O diretor está de pé ao lado da minha mesa, a mesa foi colocada no escritório do cara para que eu tivesse meus temíveis exames finais.

Eu nunca deveria ter voltado para a escola, eu estudei no DOC como parte do programa.

As provas não eram o problema, mas sim o jeito com que ele me olhava. Parecia que nunca tinha visto um ex detento na vida. Essa atenção desnecessária está me deixando louco.

Por mim não faria nada disso, mas estou me esforçando para não estragar tudo. Dei meu melhor. Finalmente estou pronto para o próximo exame.

–Vá almoçar, Strondus. Ordena Millor depois de recolher o teste.

Almoço? Com metade do corpo estudantil no refeitório? Nem pensar, cara.

– Não estou com fome.

– Você tem que comer. Alimentar esse cérebro.

O que ele quis dizer com isso? Deixa de ser paranoico. Esse é um efeito colateral de ter ficado preso, você analisa tudo que te dizem como se estivessem jogando com você.

Fico em pé diante da porta, há centenas de alunos querendo ver o cara que foi preso. Coço a nuca.

– Vá em frente. Incentiva Millor. – você ainda tem mais três provas, ande logo e retorne em vinte e cinco minutos.

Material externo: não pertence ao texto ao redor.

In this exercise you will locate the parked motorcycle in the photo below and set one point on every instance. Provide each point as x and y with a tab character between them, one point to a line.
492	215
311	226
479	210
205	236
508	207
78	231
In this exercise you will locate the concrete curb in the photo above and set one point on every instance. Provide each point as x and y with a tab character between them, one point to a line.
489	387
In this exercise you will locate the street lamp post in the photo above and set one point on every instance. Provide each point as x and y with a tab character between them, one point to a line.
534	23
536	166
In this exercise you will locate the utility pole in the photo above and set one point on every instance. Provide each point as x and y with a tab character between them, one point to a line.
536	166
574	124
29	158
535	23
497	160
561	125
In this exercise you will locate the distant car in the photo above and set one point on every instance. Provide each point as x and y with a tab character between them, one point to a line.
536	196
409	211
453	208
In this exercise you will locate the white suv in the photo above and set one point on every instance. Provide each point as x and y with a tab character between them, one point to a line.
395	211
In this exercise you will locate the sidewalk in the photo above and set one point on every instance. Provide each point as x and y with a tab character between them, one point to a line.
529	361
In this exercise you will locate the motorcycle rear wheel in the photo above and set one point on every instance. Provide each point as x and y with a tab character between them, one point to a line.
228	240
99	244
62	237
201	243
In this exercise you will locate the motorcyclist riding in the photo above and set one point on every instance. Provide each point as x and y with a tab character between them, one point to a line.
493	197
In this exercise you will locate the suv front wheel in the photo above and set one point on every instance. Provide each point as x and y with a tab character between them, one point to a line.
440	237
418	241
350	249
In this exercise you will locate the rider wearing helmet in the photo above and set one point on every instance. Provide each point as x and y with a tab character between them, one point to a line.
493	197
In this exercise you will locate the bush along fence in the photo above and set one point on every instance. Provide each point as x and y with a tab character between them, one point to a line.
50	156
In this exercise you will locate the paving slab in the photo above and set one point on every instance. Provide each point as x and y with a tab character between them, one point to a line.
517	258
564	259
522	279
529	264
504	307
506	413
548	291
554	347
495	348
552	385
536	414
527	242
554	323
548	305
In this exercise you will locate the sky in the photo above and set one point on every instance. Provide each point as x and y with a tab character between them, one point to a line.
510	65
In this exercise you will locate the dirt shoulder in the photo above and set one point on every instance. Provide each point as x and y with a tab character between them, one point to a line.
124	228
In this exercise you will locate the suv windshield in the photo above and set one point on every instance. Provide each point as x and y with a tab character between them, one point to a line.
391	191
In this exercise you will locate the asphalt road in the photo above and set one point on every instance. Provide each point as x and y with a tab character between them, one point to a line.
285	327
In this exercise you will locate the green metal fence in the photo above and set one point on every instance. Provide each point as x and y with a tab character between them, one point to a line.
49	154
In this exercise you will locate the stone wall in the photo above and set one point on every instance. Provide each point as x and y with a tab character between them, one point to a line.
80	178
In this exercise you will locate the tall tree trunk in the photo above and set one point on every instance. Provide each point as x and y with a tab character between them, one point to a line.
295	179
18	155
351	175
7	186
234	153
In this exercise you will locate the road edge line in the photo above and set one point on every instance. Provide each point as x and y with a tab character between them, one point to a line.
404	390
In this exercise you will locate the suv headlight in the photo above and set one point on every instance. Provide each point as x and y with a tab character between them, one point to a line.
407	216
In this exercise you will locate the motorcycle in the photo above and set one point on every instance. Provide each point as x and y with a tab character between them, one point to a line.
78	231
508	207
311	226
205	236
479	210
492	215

Já no corredor sigo até o refeitório ignorando os olhares. Café, preciso de um café bem forte para acalmar meus nervos e me manter acordado a tarde toda. Lembro que não tem café disponível para os alunos.

Olhando pelo local, localizo minha irmã sozinha. Ela costumava sentar com Asty e as outras meninas e ficava flertando com meus amigos.

Isso era o lado ruim de ter um gêmeo do sexo oposto. Era um saco quando ela tinha paixonites pelos meus amigos e ficava nos incomodando quando eles iam na nossa casa.

Ela ficava retocando a maquiagem e agindo toda risonha e paqueradora. Ainda tremo quando penso nisso. O pior foi quando percebi que a maré mudou de lado e que meus amigos, na verdade, queriam se meter nas calças de minha irmã. Passei o verão ameaçando cortar as bolas de meus amigos.

Agora a situação é bem diferente, ninguém agora chega nem perto dela.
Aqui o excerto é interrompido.